1 Whole medium-sized squid cleaned (ask your fishmonger to do this for you) N.B. if you can’t get hold of a whole fresh squid you could maybe use mini ones which you can easily buy frozen in freezer centres like Iceland.
500g pork loin fillet
For the pork marinade
1 tbsp fish sauce
2 teaspoons Korean chilli paste (Gochujang) or any chilli or Thai red curry paste will do)
3 cloves of garlic crushed
1 thumb sized piece of ginger roughly chopped
1/2 teaspoon of white pepper
1 Tablespoon low salt soy sauce (or Tamari for gluten intolerance)
1 tin water chestnuts
1 teaspoon of sesame oil
Large splash of Chinese rice wine or dry sherry
1/2 teaspoon of Bicarbonate of soda (optional)
Large handful of coriander ( roots and stalks too)
4-5 Spring onions finely chopped
1 medium Carrot finely diced
1-2 teaspoons of Sweetener or sugar
Juice of half a lime
In a small food processor roughly blitz the vegetables for the marinade and set aside.
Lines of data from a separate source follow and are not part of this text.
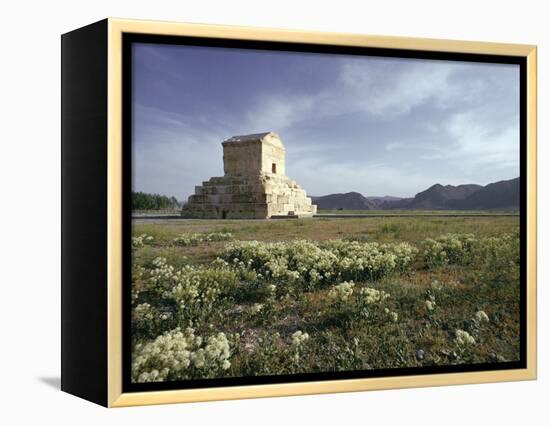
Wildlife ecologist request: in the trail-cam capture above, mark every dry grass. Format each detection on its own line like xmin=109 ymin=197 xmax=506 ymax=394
xmin=133 ymin=216 xmax=518 ymax=264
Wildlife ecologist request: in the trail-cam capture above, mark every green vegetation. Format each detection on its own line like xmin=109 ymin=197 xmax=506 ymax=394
xmin=132 ymin=191 xmax=180 ymax=211
xmin=131 ymin=216 xmax=520 ymax=382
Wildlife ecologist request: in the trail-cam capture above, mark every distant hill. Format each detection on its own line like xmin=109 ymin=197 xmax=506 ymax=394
xmin=313 ymin=177 xmax=519 ymax=211
xmin=311 ymin=192 xmax=377 ymax=210
xmin=409 ymin=183 xmax=482 ymax=210
xmin=365 ymin=195 xmax=409 ymax=210
xmin=458 ymin=177 xmax=520 ymax=209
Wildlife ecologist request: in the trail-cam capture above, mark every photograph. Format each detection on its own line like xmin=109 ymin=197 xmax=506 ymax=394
xmin=128 ymin=40 xmax=523 ymax=385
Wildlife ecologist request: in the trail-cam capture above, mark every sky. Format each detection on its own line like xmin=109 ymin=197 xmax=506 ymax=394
xmin=132 ymin=42 xmax=520 ymax=200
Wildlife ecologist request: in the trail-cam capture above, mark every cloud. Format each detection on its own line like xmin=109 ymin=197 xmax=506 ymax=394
xmin=131 ymin=45 xmax=520 ymax=199
xmin=244 ymin=94 xmax=316 ymax=132
xmin=132 ymin=104 xmax=232 ymax=200
xmin=244 ymin=56 xmax=470 ymax=133
xmin=338 ymin=58 xmax=459 ymax=117
xmin=385 ymin=141 xmax=404 ymax=152
xmin=289 ymin=155 xmax=444 ymax=197
xmin=438 ymin=110 xmax=519 ymax=172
Next blitz the pork into the texture of mincemeat and then return the veg to the bowl.
Add the rest of the marinade ingredients and mix thoroughly.
Place the mixture into a freezer bag and leave to marinade for as long as possible. Overnight is preferable but even twenty minutes will do.
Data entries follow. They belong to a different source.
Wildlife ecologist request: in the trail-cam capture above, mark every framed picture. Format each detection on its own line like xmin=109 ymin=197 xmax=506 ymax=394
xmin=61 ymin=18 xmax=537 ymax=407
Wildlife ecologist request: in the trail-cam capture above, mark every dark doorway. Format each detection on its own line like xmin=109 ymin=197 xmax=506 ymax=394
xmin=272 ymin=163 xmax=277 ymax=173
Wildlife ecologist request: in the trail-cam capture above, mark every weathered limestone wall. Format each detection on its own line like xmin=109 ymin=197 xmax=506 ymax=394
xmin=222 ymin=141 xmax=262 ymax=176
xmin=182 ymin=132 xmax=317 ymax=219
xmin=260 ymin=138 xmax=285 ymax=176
Score the squid in a criss-cross pattern being careful not to cut straight through the flesh. Season with a pinch of salt and ground black pepper and rub with a splash of vegetable oil.
In a good nonstick frying pan heat a small splash of oil and stirfry the pork lightly for about 3 minutes. . Try not to overcook it as the pork fillet is very lean and will dry out quickly, remember it will need more cooking inside of the squid. Allow to cool slightly for a few minutes and then stuff the tube part of the squid with the pork mixture
Seal the squid parcel using a couple of toothpicks.
Heat a nonstick griddle pan and brush with a splash of vegetable oil (usually they say to oil the food not the pan as it can be too smoky but in this instance any smokiness will just add to the flavour)
When the pan is fiercely hot fry the stuffed squid and the tentacles (if using) on all sides to create the charred marks and then transfer to the oven and cook for about ten minutes until cooked through.
I initially thought this was going to be far too long as they usually say when cooking squid to either cook it low and slow or really fast to avoid it being rubbery. I think it is all going to depend on the size and how you like it to be honest. According to Stella in Vietnam they prefer the squid to be more on the chewy side. You could even just keep frying it on the griddle pan just be careful to make sure that the pork is cooked.
In the meantime lightly stir fry your serving vegetables and griddle your bok choy or whatever accompaniments you are using.
When cooked allow the squid to rest for a few minutes before carving it in thin slices at an angle.
Serve on top of the stirfried vegetables and bok choy.